The State Department has eliminated offices and posts working on reproductive health issues; the rights of lesbian, gay, bisexual, and transgender (LGBT) people; and internal efforts to promote diversity, equity, and inclusion. The administration ended access to the US asylum process at the southern border and suspended all refugee resettlement, with the exception of white Afrikaners, underscoring fears of a broad shift toward a racist immigration policy. The State Department is also reportedly making sweeping changes to its annual human rights report, expected to be published in May, removing key sections such as LGBT rights, freedom of expression and assembly, and women’s rights.
During the rollout of the State Department reorganization plan on April 22, Secretary Rubio criticized the Bureau of Democracy, Human Rights, and Labor as “a platform for left-wing activists to wage vendettas against ‘anti-woke’ leaders in nations such as Poland, Hungary, and Brazil, and to transform their hatred of Israel into concrete policies such as arms embargoes.” He also claimed that the Bureau of Populations, Refugees, and Migration “facilitated mass migration around the world, including the invasion on our southern border,” echoing President Donald Trump’s mischaracterization of immigration issues.

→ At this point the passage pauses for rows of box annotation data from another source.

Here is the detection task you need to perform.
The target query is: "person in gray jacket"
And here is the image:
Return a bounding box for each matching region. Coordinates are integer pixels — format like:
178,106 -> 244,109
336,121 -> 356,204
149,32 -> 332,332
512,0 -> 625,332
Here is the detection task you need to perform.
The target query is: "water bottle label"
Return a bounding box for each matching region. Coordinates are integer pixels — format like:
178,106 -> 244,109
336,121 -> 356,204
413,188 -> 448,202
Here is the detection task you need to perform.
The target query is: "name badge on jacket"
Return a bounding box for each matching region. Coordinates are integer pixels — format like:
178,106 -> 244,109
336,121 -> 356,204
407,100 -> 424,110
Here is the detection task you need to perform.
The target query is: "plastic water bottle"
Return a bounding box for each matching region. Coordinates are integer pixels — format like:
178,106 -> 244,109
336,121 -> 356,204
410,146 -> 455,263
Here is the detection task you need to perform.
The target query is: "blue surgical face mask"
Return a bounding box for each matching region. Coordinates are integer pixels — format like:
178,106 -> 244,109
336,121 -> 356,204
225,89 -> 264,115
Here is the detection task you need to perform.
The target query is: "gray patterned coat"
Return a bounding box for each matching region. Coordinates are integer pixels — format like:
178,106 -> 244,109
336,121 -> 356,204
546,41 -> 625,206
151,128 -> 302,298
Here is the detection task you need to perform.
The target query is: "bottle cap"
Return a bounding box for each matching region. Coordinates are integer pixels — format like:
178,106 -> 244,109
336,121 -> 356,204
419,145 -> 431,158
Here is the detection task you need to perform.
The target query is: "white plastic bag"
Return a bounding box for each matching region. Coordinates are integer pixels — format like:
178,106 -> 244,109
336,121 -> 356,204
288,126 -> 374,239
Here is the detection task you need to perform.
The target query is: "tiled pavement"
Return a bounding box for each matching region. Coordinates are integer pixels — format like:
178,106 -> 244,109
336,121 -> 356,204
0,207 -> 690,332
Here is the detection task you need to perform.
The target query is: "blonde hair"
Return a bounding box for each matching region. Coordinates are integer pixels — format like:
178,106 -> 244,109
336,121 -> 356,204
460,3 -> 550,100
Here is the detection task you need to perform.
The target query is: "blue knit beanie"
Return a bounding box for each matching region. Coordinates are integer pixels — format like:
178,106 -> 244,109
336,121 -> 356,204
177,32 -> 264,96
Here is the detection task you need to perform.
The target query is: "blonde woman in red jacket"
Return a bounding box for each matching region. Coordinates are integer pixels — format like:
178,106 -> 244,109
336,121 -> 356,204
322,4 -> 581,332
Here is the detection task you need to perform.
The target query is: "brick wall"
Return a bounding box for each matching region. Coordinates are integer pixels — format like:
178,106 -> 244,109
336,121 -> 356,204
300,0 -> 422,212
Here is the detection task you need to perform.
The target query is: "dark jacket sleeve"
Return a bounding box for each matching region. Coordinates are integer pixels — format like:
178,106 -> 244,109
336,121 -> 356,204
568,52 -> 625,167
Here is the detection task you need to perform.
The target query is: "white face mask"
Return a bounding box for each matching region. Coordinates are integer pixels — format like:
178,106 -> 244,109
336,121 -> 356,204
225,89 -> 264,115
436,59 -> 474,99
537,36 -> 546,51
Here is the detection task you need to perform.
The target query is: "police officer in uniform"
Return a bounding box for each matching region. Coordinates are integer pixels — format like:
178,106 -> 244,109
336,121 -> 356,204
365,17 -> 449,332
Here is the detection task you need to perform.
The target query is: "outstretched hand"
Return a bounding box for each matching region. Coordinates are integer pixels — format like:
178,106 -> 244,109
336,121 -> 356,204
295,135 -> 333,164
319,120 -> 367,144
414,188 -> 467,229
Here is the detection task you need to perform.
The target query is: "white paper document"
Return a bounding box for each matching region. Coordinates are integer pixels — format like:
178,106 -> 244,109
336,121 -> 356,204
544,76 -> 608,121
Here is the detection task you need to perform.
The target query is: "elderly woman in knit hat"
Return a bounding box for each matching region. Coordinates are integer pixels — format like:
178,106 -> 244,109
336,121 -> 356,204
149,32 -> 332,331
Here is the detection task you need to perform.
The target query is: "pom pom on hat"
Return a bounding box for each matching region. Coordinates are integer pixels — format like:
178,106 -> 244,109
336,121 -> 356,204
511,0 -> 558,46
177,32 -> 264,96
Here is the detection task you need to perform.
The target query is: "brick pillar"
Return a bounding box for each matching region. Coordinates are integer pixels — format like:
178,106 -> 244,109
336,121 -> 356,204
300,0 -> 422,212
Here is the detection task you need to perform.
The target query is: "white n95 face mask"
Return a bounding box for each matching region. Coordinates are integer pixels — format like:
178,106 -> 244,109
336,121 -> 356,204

Secretary Rubio’s apparent distrust of two bureaus that protect and promote human rights globally raises questions about how the administration will shape these bureaus’ programs, Human Rights Watch said.
“As a senator, Secretary Rubio championed several US initiatives supporting democracy and human rights, but now he’s removing human rights from the senior levels of decision-making about US foreign policy,” Yager said. “The US Congress should not allow this to happen.”